2 Steps Forward ~ 1 Step Back
That is the season we are in with Mr. L
Maybe it's because we're moving to China
Maybe it's because Daddy has been in China
more then he has been home this past year.
Which I know Daddy hates, but such is life right now.
Maybe it's just another stage of Grieving he is working through.
Maybe I am doing something wrong that is causing it.
But the Raging,
which for those who have walked this journey
know it is SO not the same as a tantrum,
is back ~
Maybe it never left,
Maybe we just were experiencing a 'break'
But it's back ~
The screaming, hitting, scratching, punching, kicking,
mommy is back.
(He doesn't do this to anyone else only Mommy and Daddy)
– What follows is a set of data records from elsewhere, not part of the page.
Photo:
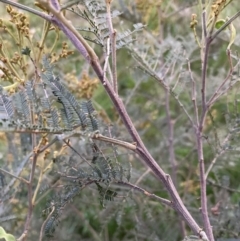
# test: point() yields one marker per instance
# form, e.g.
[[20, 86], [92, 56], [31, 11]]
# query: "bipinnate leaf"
[[6, 236]]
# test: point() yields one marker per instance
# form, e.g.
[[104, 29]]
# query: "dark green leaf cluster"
[[45, 106]]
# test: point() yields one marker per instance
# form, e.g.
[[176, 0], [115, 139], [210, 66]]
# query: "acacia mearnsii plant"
[[119, 120]]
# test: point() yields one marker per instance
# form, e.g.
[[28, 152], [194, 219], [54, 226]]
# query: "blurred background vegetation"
[[134, 216]]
Yesterday I didn't handle it great.
I admit it
I am so disappointed with myself for being drawn in.
However ~ Today was better.
I didn't get angry, I just held him until he stopped.
Some may disagree, and I would love to
hear other knowledgeable thoughts on this!
But I held him, really that makes it sound nicer then what it was.
I restrained him gently but firmly.
I didn't cause him any pain,
but I held him till he calmed.
About 30 minutes
When he stops he often stays curled up on my lap,
even though I'm not stopping him from getting off.
And he stays and snuggles in
and just breathes
and breathes deeply
and sometimes falls asleep after.
What do you do with a Raging Child?
If you have one
or have had one,
What do you do,
What works for you?
What do you wish you knew when you were in my position?